Siyasi konjenktürü okuyamazsa siyaset ve liderlik, iyimser senaryo yoktur… Güney’in son genel seçimlerinden itibaren Anastasiadis’in tutum değiştiğini, cesaret kaybettiğini, geçen Eylül ayında yapılan yoğunlaştırılmış görüşmelerin hiçbir sonuç vermemesinin nedeninin Anastasiadis’in Kıbrıs Rum halkının çoğunluğunun hala daha ‘Hayır’cı olduğunu görmüş olduğunu anlayamamışsa siyasi liderlik, olumlu senaryo yoktur… Bu köşeden çok yazıldı, Güney seçimlerine kadar bir şey olmayacak, Kıbrıs sorunu Güney seçimlerinin mezesi yapılmasın denildi; liderler evlere, Anastasiadis’i rahat bırakın, adamcağız seçimlerine çalışsın diye yorumlar yapıldı… İlla ki devam ve şimdi çözmek gerek doğru bir yaklaşım gibi görünebilirdi ama eğer sonuç alınmazsa nelerin tüketilmiş olacağı da görülmeliydi ve ‘illa ki devam mı – ara vermek mi?’ daha doğru bir strateji olurdu diye irdelemek gerekirdi. Yapılmadı; lades!… Şimdi BM ölçütlerinin tükendiğini söylüyor ‘ete sos koyucu’; tükettirdiler…

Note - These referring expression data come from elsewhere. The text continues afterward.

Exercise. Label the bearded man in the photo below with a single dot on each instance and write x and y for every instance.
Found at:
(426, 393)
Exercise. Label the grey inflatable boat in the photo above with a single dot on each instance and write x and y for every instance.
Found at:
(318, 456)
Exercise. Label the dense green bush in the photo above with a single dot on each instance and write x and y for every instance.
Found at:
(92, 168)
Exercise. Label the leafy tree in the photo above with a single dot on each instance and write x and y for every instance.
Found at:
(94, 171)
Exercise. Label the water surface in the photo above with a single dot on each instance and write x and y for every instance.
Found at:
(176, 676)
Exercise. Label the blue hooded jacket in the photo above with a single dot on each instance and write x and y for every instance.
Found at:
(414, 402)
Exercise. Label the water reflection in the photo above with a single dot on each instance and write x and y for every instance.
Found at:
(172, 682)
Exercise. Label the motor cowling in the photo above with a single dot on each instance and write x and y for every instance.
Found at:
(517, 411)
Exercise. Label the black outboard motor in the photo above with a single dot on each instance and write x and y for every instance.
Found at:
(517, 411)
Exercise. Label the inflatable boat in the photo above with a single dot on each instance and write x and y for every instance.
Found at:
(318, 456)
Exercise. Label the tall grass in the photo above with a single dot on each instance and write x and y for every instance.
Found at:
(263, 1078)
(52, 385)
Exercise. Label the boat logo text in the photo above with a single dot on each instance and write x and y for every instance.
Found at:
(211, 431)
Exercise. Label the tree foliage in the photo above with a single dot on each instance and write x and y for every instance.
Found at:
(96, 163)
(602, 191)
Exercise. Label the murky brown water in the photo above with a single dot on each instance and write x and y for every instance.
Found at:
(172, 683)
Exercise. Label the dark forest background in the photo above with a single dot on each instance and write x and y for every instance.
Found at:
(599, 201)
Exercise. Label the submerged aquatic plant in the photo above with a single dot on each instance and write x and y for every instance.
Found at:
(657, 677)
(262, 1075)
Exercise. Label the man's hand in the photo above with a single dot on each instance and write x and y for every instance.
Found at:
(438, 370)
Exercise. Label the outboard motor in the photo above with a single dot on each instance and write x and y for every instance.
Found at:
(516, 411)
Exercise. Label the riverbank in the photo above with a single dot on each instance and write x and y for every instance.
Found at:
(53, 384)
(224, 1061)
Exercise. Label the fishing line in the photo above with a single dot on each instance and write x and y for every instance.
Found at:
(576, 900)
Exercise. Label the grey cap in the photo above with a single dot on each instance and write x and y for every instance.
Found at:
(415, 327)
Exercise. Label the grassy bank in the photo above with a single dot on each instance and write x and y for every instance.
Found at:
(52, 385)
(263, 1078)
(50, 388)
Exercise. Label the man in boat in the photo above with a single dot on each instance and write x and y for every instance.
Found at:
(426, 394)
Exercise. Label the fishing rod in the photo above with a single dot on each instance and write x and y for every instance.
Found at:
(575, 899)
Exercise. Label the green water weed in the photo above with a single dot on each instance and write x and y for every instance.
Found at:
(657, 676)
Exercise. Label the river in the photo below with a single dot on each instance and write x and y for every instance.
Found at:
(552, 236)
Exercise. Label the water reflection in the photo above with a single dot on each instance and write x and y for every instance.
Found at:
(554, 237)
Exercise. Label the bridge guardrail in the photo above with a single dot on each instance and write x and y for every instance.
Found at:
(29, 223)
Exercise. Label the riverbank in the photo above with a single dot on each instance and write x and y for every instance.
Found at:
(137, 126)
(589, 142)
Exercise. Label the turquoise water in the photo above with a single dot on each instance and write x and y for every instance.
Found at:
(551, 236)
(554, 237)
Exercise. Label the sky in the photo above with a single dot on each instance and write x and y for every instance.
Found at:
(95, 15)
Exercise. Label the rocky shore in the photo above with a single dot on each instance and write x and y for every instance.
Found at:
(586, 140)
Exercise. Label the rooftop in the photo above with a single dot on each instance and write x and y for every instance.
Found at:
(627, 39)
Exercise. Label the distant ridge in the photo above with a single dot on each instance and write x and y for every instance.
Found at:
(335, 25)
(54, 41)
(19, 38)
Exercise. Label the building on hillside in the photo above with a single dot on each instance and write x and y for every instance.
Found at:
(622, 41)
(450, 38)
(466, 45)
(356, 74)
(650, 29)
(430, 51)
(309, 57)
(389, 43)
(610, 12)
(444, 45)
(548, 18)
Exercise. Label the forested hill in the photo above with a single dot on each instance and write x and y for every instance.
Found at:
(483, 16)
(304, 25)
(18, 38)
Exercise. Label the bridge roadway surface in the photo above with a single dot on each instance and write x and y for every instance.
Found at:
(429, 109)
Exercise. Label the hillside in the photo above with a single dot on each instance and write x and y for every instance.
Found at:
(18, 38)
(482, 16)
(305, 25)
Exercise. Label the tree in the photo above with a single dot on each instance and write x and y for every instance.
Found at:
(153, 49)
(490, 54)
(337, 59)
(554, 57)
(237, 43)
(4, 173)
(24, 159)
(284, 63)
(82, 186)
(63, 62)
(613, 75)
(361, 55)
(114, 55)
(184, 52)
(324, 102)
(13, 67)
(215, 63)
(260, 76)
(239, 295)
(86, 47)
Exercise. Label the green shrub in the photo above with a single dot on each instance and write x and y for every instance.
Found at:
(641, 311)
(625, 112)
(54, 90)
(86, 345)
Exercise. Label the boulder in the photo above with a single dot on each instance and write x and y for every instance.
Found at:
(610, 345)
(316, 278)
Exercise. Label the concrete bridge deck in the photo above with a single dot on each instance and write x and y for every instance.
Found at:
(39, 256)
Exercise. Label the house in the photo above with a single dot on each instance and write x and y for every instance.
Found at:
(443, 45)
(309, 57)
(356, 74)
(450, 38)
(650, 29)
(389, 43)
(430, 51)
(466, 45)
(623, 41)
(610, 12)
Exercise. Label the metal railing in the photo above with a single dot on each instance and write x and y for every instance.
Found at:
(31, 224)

Yeni dönemde BM olacak mı? Olmama olasılığı yüksek… BM İyi Niyet Misyonu, misyonunu yerine getiremediğine göre, olmayacak herhalde… BM Barış Gücü, Kıbrıs’ta kan dökülmediğine ve öyle bir hava da olmadığına göre, sayı ve konum olarak azaltılacak herhalde… BM ölçütlerinde bir çözüm görüşmeleri olmayacaksa, görüşmeler de BM gözetiminde olmayacak herhalde. Yani, kaldı mı taraflar kendi başına ve başka güçlerin belirlediği ölçütlerle baş başa?!… Yeni ölçüt koyucular da, Kıbrıs adasının etrafındaki hidrokarbonları iç etmek isteyen çok uluslu emperyal şirketlerin temsilcisi olan ülkeler olacak… Kıbrıs sorunu onlar için altı başlıkta konuşulup çözülecek bir sorun olmayacak; tek başlık hidrokarbonların bölüşümü ve üleşimi, gerisi fantezi…

Evet, senaryo karamsardır… Kıbrıslı Türklerin ve Rumların siyasi liderlikleri etiyle sosuyla Kıbrıslı olmadığı sürece, iyi senaryo yok… Siyasi liderlikler geleceğe başkalarının penceresinden baktığı sürece olumlu senaryo yok… Kıbrıslı Türkler ve Rumlar, “yurdumu özümden çok severim” demedikçe ve bu deyişi içselleştirmiş liderler seçmedikçe, adayı birleştiren bir çözüme ve halkların barışına ulaşmak senaryosu zor…   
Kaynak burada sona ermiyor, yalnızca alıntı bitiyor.